O vice-secretário de Estado dos EUA, Christopher Landau, divulgou um transmitido solene com críticas severas à atuação do ministro, acusando-o de concentrar poder de maneira autoritária e comprometer os princípios fundamentais do Estado de Recta no Brasil.
“A separação dos poderes de um Estado é a maior garantia de liberdade já concebida pela humanidade”, afirmou Landau. “O que está acontecendo agora no Brasil ressalta esse ponto: um único ministro do STF usurpou poder ditatorial ao ameaçar líderes dos outros poderes, ou suas famílias, com detenção, prisão ou outras penalidades.”
Segundo Landau, as ações do ministro Moraes teriam extrapolado os limites territoriais do Brasil, afetando empresas e indivíduos em solo americano, o que, segundo ele, compromete a soberania e a liberdade de frase protegida pela Constituição dos EUA.

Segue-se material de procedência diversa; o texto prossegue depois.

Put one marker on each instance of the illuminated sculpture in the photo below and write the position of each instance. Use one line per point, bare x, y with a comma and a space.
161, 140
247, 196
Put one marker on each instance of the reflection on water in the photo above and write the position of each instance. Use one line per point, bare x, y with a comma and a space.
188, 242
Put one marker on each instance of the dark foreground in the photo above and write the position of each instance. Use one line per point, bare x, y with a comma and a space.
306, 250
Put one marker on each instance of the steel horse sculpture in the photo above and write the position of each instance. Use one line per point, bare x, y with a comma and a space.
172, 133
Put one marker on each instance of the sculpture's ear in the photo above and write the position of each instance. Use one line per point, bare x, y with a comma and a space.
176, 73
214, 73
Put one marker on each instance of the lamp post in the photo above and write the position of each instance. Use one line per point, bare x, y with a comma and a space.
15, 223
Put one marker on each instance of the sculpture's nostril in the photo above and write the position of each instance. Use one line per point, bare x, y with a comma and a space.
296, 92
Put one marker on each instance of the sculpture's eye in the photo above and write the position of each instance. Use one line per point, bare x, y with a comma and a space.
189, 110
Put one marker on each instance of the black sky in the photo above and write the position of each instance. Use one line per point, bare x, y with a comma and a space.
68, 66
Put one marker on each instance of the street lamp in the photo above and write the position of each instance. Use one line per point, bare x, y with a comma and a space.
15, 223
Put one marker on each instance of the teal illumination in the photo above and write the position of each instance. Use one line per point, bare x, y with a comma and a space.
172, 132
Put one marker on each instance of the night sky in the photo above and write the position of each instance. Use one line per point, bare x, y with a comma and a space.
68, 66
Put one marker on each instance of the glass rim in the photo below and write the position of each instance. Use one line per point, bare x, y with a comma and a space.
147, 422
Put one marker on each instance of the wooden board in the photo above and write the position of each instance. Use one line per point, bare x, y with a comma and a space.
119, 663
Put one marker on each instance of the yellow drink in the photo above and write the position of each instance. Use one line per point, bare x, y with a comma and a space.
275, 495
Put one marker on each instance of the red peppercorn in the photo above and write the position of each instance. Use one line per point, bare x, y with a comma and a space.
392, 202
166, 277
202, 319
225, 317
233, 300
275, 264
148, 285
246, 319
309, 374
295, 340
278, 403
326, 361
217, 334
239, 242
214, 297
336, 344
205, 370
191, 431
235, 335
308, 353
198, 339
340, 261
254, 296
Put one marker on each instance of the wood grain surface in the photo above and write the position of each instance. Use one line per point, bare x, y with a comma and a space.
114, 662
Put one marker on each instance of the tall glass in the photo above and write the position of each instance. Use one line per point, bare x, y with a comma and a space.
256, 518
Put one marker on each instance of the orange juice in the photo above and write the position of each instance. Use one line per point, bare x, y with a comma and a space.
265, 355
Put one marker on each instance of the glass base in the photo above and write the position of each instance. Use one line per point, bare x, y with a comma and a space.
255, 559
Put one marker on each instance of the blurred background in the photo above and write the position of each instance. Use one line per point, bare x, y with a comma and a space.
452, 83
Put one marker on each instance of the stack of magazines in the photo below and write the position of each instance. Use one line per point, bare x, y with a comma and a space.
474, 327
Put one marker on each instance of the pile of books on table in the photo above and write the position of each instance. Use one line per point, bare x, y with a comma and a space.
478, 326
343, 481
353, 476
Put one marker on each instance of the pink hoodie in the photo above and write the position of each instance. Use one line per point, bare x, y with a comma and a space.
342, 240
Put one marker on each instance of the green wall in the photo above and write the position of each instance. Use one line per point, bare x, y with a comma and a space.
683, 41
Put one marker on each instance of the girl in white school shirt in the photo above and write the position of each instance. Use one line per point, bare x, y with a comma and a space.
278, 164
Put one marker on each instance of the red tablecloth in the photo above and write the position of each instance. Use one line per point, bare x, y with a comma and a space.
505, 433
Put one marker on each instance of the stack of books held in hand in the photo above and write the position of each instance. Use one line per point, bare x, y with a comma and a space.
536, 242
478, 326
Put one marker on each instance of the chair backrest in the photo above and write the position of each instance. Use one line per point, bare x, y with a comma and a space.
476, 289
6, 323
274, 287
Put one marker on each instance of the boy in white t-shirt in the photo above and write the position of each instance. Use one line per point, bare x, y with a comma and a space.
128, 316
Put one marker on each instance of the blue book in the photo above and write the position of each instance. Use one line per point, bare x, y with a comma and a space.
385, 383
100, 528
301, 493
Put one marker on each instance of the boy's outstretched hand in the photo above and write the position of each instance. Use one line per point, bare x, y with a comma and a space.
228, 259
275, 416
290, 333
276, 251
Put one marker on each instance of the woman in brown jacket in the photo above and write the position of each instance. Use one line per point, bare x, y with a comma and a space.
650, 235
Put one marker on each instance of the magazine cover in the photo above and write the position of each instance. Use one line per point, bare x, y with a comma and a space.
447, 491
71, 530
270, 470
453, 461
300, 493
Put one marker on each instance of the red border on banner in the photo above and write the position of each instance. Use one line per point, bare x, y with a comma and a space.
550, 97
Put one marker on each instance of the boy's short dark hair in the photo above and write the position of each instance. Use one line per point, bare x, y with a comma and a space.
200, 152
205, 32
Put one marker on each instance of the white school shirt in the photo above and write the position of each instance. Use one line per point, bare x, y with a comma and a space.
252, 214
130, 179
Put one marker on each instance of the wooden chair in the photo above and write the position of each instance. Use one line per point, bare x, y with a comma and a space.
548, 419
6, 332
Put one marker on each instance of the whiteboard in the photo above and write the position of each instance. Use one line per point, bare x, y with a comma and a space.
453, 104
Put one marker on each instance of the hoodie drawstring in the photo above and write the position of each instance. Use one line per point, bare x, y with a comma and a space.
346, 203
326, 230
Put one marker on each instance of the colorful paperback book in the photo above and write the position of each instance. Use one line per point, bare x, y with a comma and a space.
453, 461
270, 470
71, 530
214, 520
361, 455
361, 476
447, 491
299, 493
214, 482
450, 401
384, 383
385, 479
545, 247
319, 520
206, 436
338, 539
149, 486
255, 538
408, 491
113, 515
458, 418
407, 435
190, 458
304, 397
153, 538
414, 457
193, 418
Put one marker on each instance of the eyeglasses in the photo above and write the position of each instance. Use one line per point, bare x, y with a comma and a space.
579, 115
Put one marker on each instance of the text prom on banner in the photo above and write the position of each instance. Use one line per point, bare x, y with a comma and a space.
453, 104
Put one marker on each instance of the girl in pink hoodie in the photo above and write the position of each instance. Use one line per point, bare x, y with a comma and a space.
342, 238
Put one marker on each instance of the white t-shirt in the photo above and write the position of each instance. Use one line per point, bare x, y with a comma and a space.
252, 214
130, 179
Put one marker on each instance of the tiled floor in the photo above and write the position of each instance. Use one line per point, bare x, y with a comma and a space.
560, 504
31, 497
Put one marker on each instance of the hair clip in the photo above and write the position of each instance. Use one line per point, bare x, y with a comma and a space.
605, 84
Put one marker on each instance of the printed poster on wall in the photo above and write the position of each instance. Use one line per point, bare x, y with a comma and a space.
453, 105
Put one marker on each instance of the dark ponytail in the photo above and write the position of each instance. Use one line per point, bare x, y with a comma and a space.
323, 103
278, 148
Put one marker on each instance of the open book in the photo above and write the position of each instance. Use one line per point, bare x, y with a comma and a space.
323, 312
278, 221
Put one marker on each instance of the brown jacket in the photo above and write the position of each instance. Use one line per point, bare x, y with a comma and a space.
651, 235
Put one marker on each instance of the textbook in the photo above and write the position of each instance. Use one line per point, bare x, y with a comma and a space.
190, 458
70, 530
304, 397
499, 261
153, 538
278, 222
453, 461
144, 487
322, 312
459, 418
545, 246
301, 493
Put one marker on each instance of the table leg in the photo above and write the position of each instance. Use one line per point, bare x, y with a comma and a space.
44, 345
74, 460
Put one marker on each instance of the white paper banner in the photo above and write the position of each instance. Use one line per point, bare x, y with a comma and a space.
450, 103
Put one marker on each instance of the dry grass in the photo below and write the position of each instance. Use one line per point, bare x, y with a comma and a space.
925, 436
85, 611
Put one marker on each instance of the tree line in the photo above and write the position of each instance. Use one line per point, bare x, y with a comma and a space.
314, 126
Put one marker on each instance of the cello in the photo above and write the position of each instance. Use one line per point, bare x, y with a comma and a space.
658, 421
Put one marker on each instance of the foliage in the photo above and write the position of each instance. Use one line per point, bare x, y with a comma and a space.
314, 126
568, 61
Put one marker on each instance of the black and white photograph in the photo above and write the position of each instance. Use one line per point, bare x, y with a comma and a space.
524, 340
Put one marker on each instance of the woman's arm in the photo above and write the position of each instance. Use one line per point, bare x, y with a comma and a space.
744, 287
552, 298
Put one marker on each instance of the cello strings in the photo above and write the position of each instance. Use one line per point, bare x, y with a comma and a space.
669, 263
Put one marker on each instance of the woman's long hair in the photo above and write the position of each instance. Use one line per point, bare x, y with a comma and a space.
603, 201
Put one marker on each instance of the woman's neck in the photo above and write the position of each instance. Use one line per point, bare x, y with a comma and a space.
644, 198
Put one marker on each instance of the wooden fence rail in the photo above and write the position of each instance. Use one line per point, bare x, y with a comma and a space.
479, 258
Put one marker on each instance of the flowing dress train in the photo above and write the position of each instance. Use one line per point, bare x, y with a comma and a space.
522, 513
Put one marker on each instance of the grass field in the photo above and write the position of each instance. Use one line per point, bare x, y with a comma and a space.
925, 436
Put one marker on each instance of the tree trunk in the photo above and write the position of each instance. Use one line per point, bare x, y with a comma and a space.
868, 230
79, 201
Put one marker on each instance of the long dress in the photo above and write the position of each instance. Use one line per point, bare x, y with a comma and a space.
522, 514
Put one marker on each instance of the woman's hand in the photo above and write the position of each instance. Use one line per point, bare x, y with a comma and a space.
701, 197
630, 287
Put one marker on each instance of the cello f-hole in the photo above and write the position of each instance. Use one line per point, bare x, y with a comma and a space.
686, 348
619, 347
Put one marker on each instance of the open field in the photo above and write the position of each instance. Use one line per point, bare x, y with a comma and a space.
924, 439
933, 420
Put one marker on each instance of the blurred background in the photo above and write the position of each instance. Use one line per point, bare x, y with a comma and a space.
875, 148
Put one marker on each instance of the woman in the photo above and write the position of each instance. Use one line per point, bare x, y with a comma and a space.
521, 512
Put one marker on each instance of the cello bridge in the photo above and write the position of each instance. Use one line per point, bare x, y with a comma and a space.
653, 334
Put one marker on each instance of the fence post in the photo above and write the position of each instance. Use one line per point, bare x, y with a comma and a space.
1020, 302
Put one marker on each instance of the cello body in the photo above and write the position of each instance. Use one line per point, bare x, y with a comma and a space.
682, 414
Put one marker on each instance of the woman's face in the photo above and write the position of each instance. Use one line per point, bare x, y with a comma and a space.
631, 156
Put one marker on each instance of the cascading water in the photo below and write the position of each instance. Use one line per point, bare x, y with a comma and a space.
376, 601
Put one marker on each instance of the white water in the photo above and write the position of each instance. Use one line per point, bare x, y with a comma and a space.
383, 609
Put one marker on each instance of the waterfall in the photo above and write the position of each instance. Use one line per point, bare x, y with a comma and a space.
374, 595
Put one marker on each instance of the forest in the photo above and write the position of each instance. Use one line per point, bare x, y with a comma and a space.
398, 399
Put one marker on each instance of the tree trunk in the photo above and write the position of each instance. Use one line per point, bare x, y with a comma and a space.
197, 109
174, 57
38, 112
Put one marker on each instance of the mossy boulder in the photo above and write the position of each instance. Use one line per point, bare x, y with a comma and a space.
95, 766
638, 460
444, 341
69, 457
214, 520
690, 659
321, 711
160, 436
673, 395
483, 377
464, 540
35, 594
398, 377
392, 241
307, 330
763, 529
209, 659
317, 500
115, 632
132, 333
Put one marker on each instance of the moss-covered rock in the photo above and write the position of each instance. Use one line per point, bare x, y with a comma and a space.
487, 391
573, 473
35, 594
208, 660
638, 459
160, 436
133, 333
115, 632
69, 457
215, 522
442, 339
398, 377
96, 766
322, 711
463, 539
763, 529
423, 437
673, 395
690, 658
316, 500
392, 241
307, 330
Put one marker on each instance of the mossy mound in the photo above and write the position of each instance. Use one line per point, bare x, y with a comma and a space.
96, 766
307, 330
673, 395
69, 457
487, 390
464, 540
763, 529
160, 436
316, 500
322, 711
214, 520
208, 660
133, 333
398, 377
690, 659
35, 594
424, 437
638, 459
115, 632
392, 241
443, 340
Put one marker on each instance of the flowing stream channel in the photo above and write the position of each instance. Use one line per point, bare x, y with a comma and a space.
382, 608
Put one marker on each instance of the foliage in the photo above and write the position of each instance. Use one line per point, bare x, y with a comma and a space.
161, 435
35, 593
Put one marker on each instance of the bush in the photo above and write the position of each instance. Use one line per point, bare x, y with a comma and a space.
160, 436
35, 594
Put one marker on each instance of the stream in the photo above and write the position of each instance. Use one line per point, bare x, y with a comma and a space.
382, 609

“Essa pessoa destruiu a relação histórica de proximidade entre Brasil e os Estados Unidos, ao tentar, entre outras coisas, infligir extraterritorialmente a lei brasileira para silenciar indivíduos e empresas em solo americano”, acrescentou.
O diplomata norte-americano também destacou o que chamou de “impasse institucional” no Brasil, onde, segundo ele, “os demais poderes afirmam estar impotentes para reagir”.
“Sempre é provável negociar com líderes dos poderes Executivos ou Legislativos de um país, mas não com um juiz, que deve manter a aspecto de que todas as suas ações são ditadas pela lei. Assim, nos encontramos em um beco sem saída”, declarou Landau.
Ao final de sua fala, o vice-secretário afirmou que os Estados Unidos desejam restaurar sua “amizade histórica com a grande país do Brasil”, mas que isso só será provável mediante o restabelecimento de um estabilidade entre os poderes constitucionais.
A enunciação repercutiu imediatamente em Brasília, onde parlamentares e autoridades do Executivo evitam, até o momento, comentar publicamente o incidente. O Supremo Tribunal Federalista, por meio de sua assessoria de prelo, disse que não comentará declarações de autoridades estrangeiras.
Essa é a primeira vez que um cima representante do governo Trump, em seu segundo procuração, emite críticas diretas e nominais a uma poder do Judiciário brasiliano, elevando o tom da tensão diplomática entre os dois países aliados.